An emergency fund is exactly what the name implies; funds that you set aside to use only in case of an emergency. Establishing an emergency fund is one of the very first and most important things you can do with your finances.
I also like to think of it as a very basic form of self-care. Having a certain amount of money set aside that you know will always be there is very assuring. If I lose my job, or have a major health issue, or if my car breaks down, I know that I at least have a financial cushion to help bear the brunt of a large and unexpected financial expense.
Financial concerns are a huge source of stress for women, so its extra important for us to have a big cushy emergency fund to help reduce stress and alleviate some worry from our lives.
How Much Do I Need to Save?
The old rule of thumb is to save up between 3 and 6 months worth of expenses in your emergency fund. That can add up to what feels like a pretty impossible sum, especially if you already don’t have a lot of extra room in your budget every month. Start by saving one month’s worth of expenses and build from there.
We’re women, which means we’re super experts at multi-tasking, so after you’ve saved one month’s worth of expenses, focus on paying off any high interest debt you have, and on the side, keep socking away a few dollars into your emergency fund whenever you can. I’m a huge fan of micro-saving, so even if you are adding $20 here and $50 there, that adds up over time. Plus, you’re putting this money into your own savings account, so its still going to be there if you absolutely need it.
I personally keep about 6 months worth of expenses on hand at all times. Approximately 3 months worth of expenses is in a high-yield savings account that is fully liquid, and another 3 months is saved in a brokerage account invested in low-volatility, high-dividend funds that I can liquidate within a few days, if needed.

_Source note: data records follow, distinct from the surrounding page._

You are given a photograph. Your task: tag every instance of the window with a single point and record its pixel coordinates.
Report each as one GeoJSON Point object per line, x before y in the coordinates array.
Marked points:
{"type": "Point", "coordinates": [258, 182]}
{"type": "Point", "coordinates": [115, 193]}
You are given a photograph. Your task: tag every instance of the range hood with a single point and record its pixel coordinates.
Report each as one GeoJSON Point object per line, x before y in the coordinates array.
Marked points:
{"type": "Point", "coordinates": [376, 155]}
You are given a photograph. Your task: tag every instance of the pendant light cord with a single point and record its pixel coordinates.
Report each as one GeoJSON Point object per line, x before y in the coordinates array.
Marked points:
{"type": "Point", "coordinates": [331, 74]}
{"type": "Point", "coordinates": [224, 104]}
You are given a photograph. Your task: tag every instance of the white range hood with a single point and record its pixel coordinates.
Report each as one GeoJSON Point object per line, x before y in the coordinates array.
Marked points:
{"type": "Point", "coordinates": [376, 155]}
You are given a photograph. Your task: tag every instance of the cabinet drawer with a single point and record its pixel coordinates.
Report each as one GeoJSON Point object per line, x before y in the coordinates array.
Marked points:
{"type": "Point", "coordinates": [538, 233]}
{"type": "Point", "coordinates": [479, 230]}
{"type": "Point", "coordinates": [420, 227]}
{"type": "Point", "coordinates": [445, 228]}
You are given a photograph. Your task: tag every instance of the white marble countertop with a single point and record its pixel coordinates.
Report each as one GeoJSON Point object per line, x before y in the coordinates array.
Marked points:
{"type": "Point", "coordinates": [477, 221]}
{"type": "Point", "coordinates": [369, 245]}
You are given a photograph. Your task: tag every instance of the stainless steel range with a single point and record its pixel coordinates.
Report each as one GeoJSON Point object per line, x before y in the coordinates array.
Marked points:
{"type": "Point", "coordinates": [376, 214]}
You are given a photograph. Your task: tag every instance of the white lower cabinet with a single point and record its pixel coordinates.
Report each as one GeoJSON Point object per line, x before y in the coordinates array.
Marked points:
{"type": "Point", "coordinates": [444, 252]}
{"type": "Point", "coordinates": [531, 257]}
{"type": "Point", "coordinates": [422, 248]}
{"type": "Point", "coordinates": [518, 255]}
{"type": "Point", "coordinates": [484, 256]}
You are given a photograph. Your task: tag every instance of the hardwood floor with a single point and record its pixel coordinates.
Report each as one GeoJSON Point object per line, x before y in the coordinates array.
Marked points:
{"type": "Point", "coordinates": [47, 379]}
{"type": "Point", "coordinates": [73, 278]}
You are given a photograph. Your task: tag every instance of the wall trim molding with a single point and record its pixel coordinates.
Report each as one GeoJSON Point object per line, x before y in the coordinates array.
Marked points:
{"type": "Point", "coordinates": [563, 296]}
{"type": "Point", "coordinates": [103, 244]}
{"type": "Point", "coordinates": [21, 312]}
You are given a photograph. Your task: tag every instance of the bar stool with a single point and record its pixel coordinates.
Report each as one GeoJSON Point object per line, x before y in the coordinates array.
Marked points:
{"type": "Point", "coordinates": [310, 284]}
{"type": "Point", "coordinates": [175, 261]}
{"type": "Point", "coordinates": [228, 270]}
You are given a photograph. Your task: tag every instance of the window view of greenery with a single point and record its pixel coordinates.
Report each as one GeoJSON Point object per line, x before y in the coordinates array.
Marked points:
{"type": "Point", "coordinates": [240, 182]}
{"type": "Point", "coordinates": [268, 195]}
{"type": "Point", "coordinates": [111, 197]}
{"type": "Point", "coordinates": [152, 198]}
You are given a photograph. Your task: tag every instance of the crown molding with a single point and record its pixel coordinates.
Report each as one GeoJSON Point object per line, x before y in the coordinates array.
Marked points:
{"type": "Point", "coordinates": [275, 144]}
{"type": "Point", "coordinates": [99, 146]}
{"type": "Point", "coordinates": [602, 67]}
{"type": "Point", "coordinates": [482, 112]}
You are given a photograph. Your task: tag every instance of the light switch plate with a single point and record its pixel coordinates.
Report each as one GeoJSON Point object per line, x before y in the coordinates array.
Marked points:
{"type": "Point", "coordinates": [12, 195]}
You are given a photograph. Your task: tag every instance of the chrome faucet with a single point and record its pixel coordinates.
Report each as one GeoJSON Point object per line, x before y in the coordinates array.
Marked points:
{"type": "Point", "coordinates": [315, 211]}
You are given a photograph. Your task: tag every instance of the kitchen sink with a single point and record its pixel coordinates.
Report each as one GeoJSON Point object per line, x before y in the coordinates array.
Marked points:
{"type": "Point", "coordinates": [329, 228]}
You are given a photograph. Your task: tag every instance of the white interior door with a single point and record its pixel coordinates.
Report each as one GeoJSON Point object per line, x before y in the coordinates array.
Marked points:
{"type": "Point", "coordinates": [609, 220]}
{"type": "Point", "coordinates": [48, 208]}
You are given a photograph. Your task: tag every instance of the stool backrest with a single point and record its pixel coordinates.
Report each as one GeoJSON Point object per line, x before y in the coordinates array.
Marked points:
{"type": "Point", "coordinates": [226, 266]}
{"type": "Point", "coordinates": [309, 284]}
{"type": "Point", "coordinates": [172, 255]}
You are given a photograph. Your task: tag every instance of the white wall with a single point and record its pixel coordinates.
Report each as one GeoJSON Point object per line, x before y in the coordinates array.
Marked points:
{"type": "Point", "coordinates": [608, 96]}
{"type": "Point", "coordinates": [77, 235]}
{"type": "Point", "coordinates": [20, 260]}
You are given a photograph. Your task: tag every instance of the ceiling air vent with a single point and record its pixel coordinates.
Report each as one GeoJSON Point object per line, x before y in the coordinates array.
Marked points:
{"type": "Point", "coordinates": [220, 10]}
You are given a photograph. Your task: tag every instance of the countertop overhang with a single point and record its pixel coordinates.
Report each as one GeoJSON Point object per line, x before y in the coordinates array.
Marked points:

This works for me because I have a pretty consistent paycheck and multiple income streams, but if your situation is more volatile or uncertain, consider saving up an even larger emergency fund. Maybe you’re self-employed or work in an industry that could suffer a downturn (hospitality businesses in the pandemic, being a particularly painful example), or maybe you have a lot of folks who depend on you financially. If so, slowly add to your emergency fund over time while still trying to contribute to a tax-advantaged retirement account.
Where Do I Put My Emergency Fund?
Definitely don’t keep your emergency fund in your checking account, that’s for sure, because you’re likely to spend it! So always keep your emergency fund in a separate savings account that is FDIC insured. Ideally, your money is in a high-yield savings account so that it earns a little bit of interest for you every month. I like to keep my emergency fund in a high-yield savings account with a different bank than where I have my main checking account so I’m less tempted to transfer a few bucks to cover an impulse purchase.
What Qualifies as an Emergency?
A financial emergency is any large surprise and unplanned-for expense. Like a major home or car repair, or unexpected last-minute travel to see a sick or dying loved one. A major medical expense like surgery or dental work, or a loss or significant decrease in income. Real, unexpected, out of the blue types of emergencies are what your emergency fund is for. Not for a European vacation or a shopping spree (start a different savings account to pay for those things, if you really want them!). Actual emergencies.
Having an emergency fund that you hopefully never or only rarely have to tap into is one of the easiest ways to reduce some financial stress in your life so that you know if shit does happen to hit the fan, you’ll at least have a financial cushion to help you manage it.